Коадъютор, хитрый и пронырливый не хуже Мазарини, способствовал всеми силами слова и дела скорейшему бракосочетанию Шарлотты Шеврез с принцем Конти. Уверенный, что Шарлотта сделает его своим первым министром, он приносил свое сердце в жертву политике.
Бофор прибыл в Париж прежде принца Кондэ и немедленно отправился в Люксембургский дворец, надеясь встретиться там с герцогиней Монпансье. Но госпожа Фронтенак передала ему, что принцесса не здорова и не может принять его. Так как ответ был передан ему в присутствии Гастона, то Бофор не настаивал, но в душе решил, во что бы то ни стало увидеться с ней.
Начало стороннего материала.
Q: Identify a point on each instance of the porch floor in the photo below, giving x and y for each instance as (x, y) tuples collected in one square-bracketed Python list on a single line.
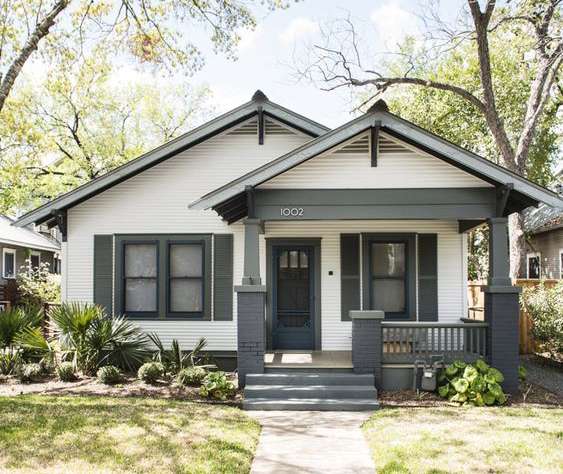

При наступлении ночи он отправился на улицу Вожирар, где находилась известная калитка в стене. Оказалось, что на улице было много людей. Бофор издалека заметил несколько человек подозрительной наружности, которые очень внимательно осматривали местность около нужной ему калитки.
«Если бы Ле Мофф не принадлежал мне, – думал принц, – я мог бы заподозрить, что это он расставляет мне новую ловушку… Но кто мог бы интересоваться моими действиями и желать мне зла? Ле Мофф хоть и разбойник, однако, не изменяет своим клиентам. Он по-своему понимает честь. Ну что, если это Мария?…»
При этой мысли принц еще более вжался в глубокую амбразуру каких-то ворот и присматривался к движениям людей, его поджидавших.
«Приди я часом позже, несдобровать бы мне. Сегодня набралось их человек до тридцати».
Принц вынужден был уступить поле действия, уходя, он клялся разделаться с этими разбойниками. Он направился к отелю Монбазон. Рядом с этим величественным зданием стоял дрянной домишко, нижний этаж которого был занят харчевней. В эту позднюю пору все было погружено во мрак и молчание. Однако Бофор постучал в ставни рукояткой своей шпаги. В то же время он вынул из кармана бархатную маску и надел на лицо. Минут через пять за дверью послышался легкий шорох. Дверь тихо отворилась, и герцог проскользнул в дом, не сказав ни слова.
Молча он шел в окружающей его темноте и достиг лестницы, наверху которой находилась дверь. Когда он вошел в комнату, следовавшая за ним старуха вынула фонарь, прикрытый платком, и зажгла свечу, стоявшую на камине.
– Благодарю тебя, матушка, – сказал он, бросая шляпу на постель, как бы намереваясь провести ночь в этой смиренной комнатке.
Старуха низко поклонилась ему и тотчас же ушла, вероятно знакомая с обычаями этого посетителя.
Оставшись один, Бофор снял маску, задвинул крепкими задвижками дверь и повесил на нее толстое одеяло, лежавшее на постели. Затем он отворил высокий шкаф и, вынув оттуда несколько старых платьев, сильно надавил на один из гвоздей, прикреплявших шкаф к стене, – тотчас появилось довольно большое отверстие.